James Breck Perkins (November 4, 1847 – March 11, 1910) was an American historian, a United States congressman, and a writer.

He was born in St. Croix Falls, Wisconsin, and graduated from the University of Rochester, where he was a member of St. Anthony Hall, in 1867. He served as city attorney of Rochester, New York, from 1874 to 1878; was a member of the New York State Assembly (Monroe Co., 1st D.) in 1898; and served as a representative in Congress from 1901 until his death.
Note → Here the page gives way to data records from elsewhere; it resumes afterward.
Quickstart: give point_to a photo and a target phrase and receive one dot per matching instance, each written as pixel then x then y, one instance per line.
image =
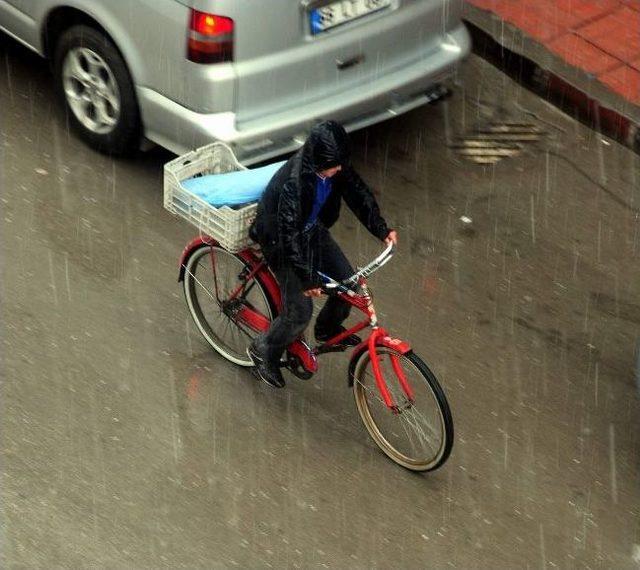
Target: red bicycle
pixel 233 297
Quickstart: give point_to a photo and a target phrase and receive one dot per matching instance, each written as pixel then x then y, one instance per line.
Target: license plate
pixel 343 11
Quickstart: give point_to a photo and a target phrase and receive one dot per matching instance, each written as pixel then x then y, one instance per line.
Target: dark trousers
pixel 324 255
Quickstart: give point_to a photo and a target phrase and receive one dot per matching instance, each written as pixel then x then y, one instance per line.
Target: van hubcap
pixel 91 90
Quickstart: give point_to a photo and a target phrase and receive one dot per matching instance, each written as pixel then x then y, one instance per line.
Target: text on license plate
pixel 343 11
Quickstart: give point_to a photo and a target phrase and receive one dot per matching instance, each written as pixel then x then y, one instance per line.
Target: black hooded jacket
pixel 287 202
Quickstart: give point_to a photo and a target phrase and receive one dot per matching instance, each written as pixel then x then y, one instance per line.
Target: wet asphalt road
pixel 128 443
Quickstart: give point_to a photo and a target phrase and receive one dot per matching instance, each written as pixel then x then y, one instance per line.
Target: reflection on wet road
pixel 128 443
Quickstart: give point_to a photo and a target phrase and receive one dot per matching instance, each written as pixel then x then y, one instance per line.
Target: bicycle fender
pixel 383 340
pixel 194 244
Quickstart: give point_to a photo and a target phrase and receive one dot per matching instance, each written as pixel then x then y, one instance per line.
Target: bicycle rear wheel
pixel 419 435
pixel 212 274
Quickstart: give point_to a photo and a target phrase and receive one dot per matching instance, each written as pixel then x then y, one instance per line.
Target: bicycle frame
pixel 307 356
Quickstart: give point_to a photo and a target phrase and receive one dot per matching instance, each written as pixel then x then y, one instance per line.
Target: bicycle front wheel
pixel 217 290
pixel 417 435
Recognized as the leading authority in the particular historical field to which he devoted himself, he was honored by membership in the National Institute of Arts and Letters. His writings include:
- France under Mazarin (1887)
- France under Louis XV (1897)
- Richelieu (1900), in the "Heroes of the Nations Series"
- France in the American Revolution (1911)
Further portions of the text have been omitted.